Faço parte do grupo de brasileirxs que assistiu atônito a vitória de Bolsonaro. Uma coisa tão improvável, que parecia tão distante, aconteceu. Agora precisamos digerir.

Partirei desta percepção errônea de improbabilidade, pois estava baseada numa subestimação e, até, numa ingenuidade minhas.

Eu realmente não acreditava que a eleição de Bolsonaro fosse possível, pois conhecia seu discurso e o achava intolerável para um político.

Considerando as arbitrariedades e injustiças no impeachment de Dilma (inclusive com Bolsonaro exaltando um torturador), a prisão de Lula e a repercussão do assassinato de Marielle Franco, eu obviamente sabia que parte dos brasileirxs odiava o PT, e as esquerdas a reboque.

Tal repulsa emerge seja por motivos ideológicos, ou a partir do projeto de destruição deste partido pela grande mídia, ou baseada em fake news.

Mesmo assim, não conseguia entender a opção por Bolsonaro, já que havia outrxs candidatxs.

Dai o erro da consideração do improvável… Na verdade, estávamos inconscientes das nossas sombras coletivas enquanto nação.

Estávamos adormecidxs.

Sabemos que o racismo, o machismo e a cultura de privilégios estruturam nossa sociedade.

Muitxs estão na luta contra essas opressões e, por isso, acreditávamos que estivéssemos num processo evolutivo que tenderia pra o alcance de uma nação mais pautada em valores humanísticos.

A partir da atuação dos movimentos sociais, discursos opressores não puderam ser ditos, tão abertamente, por serem considerados não éticos.

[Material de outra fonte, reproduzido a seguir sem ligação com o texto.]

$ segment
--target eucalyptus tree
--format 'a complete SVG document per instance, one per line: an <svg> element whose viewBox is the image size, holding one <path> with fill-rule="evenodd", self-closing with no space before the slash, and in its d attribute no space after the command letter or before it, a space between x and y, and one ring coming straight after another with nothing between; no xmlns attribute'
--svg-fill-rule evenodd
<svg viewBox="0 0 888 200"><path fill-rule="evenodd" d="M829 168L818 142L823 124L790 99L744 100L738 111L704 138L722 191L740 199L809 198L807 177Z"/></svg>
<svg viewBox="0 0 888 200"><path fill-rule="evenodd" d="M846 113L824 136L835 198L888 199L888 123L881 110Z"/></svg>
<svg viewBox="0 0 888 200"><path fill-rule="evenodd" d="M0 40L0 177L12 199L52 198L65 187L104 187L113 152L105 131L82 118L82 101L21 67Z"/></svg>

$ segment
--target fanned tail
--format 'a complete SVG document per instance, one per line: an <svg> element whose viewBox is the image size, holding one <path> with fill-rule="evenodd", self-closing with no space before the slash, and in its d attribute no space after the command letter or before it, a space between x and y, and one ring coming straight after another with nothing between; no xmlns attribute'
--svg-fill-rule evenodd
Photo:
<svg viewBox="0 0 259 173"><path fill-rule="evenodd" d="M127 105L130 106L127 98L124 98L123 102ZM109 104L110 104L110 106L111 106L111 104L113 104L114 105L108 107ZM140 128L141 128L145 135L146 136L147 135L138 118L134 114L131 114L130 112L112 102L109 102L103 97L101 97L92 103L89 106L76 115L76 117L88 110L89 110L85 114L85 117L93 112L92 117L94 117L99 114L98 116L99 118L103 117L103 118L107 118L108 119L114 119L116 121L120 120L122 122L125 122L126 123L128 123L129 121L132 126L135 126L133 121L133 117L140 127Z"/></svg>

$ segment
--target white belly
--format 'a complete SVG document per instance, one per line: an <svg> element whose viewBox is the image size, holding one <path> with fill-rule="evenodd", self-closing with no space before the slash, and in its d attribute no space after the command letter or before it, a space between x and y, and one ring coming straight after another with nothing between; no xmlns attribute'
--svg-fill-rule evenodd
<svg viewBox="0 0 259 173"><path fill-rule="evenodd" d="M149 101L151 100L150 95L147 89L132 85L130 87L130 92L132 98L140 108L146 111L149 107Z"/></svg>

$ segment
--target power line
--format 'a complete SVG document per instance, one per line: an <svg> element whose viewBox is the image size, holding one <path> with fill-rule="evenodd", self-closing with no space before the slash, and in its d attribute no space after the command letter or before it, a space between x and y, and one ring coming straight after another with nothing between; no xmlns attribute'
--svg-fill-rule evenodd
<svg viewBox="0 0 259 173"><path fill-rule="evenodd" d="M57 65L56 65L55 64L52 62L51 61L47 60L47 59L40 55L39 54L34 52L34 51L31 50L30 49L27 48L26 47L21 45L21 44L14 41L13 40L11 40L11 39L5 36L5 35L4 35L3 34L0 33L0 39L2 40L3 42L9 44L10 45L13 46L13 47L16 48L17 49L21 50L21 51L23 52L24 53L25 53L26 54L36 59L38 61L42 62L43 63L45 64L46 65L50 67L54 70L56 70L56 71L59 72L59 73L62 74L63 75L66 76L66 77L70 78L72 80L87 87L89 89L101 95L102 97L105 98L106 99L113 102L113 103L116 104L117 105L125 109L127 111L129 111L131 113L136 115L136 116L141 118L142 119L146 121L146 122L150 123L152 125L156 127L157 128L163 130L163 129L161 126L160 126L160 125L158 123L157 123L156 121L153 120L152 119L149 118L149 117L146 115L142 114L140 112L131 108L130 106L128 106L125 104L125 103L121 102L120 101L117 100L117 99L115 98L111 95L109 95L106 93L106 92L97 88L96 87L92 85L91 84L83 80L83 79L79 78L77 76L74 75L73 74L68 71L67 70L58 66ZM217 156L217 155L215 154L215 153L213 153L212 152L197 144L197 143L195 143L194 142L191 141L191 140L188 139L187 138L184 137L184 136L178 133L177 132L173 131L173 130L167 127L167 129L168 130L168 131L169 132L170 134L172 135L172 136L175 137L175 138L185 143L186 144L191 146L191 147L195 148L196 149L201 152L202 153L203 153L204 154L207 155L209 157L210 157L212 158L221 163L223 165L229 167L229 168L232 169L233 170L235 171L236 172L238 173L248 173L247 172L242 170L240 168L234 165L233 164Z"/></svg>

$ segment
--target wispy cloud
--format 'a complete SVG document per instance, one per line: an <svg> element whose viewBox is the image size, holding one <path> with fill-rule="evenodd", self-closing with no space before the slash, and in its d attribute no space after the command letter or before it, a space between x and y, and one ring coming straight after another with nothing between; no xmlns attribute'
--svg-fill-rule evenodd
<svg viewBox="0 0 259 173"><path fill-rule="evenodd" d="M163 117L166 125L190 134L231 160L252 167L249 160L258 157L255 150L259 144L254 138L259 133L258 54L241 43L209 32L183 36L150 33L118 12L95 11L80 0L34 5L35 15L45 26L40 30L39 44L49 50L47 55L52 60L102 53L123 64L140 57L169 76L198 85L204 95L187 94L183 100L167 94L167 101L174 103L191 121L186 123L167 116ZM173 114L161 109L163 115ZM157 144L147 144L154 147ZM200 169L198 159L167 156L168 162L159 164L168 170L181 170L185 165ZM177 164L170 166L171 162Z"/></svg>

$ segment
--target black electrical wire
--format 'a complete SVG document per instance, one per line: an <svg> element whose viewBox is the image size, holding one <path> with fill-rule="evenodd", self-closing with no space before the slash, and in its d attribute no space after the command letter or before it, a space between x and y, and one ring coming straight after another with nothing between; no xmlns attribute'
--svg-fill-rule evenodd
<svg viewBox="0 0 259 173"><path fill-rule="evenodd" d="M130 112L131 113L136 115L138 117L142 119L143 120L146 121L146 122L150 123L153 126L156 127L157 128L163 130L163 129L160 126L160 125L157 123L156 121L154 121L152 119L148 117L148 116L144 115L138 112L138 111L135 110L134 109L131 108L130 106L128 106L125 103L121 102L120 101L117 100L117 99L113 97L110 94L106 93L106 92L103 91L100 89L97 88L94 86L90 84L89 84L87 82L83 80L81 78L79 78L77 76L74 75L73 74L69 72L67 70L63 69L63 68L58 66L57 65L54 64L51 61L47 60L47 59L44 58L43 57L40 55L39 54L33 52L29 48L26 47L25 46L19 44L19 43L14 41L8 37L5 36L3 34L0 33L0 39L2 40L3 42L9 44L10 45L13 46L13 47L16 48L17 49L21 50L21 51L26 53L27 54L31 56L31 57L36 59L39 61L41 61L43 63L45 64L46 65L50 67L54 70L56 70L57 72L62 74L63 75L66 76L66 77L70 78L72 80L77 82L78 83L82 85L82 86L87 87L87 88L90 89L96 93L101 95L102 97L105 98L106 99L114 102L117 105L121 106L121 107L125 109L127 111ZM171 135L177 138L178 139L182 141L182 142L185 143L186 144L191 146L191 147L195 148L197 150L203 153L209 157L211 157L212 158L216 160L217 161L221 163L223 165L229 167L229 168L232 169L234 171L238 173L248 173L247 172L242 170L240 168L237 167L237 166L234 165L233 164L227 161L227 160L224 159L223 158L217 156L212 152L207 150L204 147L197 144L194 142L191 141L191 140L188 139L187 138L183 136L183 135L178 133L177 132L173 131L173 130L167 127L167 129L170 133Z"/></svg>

Mas, isso não significa que estes aspectos deixaram de existir. Eles apenas estavam apenas escondidos esperando alguém que os legitimasse. E esse alguém chegou. A princípio não era nem levado a sério, mas foi ganhando adeptxs que em grande parte dos casos, escondiam-se sob o manto de indignadxs contra corrupção ou a favor de valores da”família tradicional.”

Jung desenvolveu o conceito de Sombra para explicar aquela parte “insuportável” e rejeitada de nós mesmos, ela é inconsciente e não podemos olhar diretamente para ela.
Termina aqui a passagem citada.